Baja Crab Salad in a Tortilla Cornucopia

Baja Crab Salad:

1 C  Cajun Mayonnaise (recipe to follow)
2 #  Lump Crab
¼ C  Cilantro, chopped
¼ C  Celery, minced
Zest of 1 lime
Salt and Pepper to Taste
Lightly Mix all ingredients together.

Cajun Mayonnaise:

3  Egg Yolks
3 C  Salad Oil
2 T  Chipotle Pepper Puree
3  Poblano Peppers, roasted, peeled, seeded, and pureed
¼ t  Cumin
¼ t  Coriander
Zest of Juice of 1 lime
Salt and Pepper to taste

Add lime zest and juice to the egg yolks; slowly add the oil while whisking. Use water to adjust the consistency (if necessary). Add the remaining ingredients and finish with salt and pepper.

Tortilla Cornucopia:

Cut cheddar jalapeno and spinach tortillas into triangles.

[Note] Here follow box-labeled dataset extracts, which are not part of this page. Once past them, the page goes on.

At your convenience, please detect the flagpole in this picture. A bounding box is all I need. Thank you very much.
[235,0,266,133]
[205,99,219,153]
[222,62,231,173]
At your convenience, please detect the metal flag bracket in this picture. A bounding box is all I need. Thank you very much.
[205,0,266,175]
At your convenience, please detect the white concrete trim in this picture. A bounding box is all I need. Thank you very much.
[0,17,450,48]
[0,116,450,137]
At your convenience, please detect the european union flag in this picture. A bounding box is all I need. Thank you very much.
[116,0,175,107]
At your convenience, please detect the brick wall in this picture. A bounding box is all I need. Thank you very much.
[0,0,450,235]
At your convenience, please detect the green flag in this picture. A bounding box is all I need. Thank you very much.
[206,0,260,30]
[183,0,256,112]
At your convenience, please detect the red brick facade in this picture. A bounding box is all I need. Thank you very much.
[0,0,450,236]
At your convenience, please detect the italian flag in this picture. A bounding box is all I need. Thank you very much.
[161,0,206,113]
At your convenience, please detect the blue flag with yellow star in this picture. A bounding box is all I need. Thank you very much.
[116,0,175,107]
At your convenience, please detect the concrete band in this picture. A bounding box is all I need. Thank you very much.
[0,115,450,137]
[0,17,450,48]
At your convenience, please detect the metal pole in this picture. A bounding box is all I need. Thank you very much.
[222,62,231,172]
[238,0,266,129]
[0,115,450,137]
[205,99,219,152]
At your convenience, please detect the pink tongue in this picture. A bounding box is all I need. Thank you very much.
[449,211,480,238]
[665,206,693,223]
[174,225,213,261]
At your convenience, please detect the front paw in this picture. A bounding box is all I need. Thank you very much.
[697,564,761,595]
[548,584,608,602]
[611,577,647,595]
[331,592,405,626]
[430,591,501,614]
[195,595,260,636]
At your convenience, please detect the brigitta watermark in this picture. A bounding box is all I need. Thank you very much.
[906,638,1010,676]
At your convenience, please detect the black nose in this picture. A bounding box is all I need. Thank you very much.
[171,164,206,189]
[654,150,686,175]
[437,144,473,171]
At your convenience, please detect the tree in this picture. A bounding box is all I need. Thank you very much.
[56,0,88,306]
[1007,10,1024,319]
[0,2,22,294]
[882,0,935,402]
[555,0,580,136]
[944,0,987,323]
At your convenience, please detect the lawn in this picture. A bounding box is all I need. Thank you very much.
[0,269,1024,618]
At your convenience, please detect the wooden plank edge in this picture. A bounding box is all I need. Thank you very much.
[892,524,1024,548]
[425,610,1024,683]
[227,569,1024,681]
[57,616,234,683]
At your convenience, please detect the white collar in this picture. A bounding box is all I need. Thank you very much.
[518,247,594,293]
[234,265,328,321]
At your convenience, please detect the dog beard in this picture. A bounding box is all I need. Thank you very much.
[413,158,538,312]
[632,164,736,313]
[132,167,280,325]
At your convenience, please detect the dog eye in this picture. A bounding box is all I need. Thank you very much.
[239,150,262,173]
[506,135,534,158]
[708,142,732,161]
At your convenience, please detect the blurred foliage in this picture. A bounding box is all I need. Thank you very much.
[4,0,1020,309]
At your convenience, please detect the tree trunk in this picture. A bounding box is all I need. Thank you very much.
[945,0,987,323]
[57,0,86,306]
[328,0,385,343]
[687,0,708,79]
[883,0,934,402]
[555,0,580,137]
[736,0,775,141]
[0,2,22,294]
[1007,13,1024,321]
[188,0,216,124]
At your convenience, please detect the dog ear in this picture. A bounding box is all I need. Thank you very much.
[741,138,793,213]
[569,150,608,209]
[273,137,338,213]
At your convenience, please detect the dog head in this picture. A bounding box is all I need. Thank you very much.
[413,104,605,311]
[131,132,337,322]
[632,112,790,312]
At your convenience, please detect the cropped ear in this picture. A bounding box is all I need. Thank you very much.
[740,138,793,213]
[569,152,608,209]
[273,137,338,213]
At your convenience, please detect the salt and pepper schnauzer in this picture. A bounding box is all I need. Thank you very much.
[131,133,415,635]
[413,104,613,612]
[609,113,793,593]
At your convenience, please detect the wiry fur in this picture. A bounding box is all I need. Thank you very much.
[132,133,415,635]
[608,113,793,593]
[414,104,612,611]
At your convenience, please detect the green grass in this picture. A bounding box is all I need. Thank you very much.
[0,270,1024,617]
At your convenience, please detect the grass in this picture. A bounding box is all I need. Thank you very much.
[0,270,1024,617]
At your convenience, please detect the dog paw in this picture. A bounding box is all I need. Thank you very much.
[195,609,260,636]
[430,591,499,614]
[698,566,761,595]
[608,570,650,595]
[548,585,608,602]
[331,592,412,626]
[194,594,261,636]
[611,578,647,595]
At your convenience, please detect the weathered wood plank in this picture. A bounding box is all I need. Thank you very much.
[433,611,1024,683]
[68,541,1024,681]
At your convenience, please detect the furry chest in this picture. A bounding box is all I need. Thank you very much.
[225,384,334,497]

Spray #6 plain tip metal piping tip with cooking spray. Wrap tortilla triangle around the tip, spray outside of tortilla with cooking spray, and then secure with another tip over the tortilla. Bake at 325 until crispy.

Assemble the final product: Fill the tortilla cornucopias with crab salad. Garnish with chives or cilantro micro greens.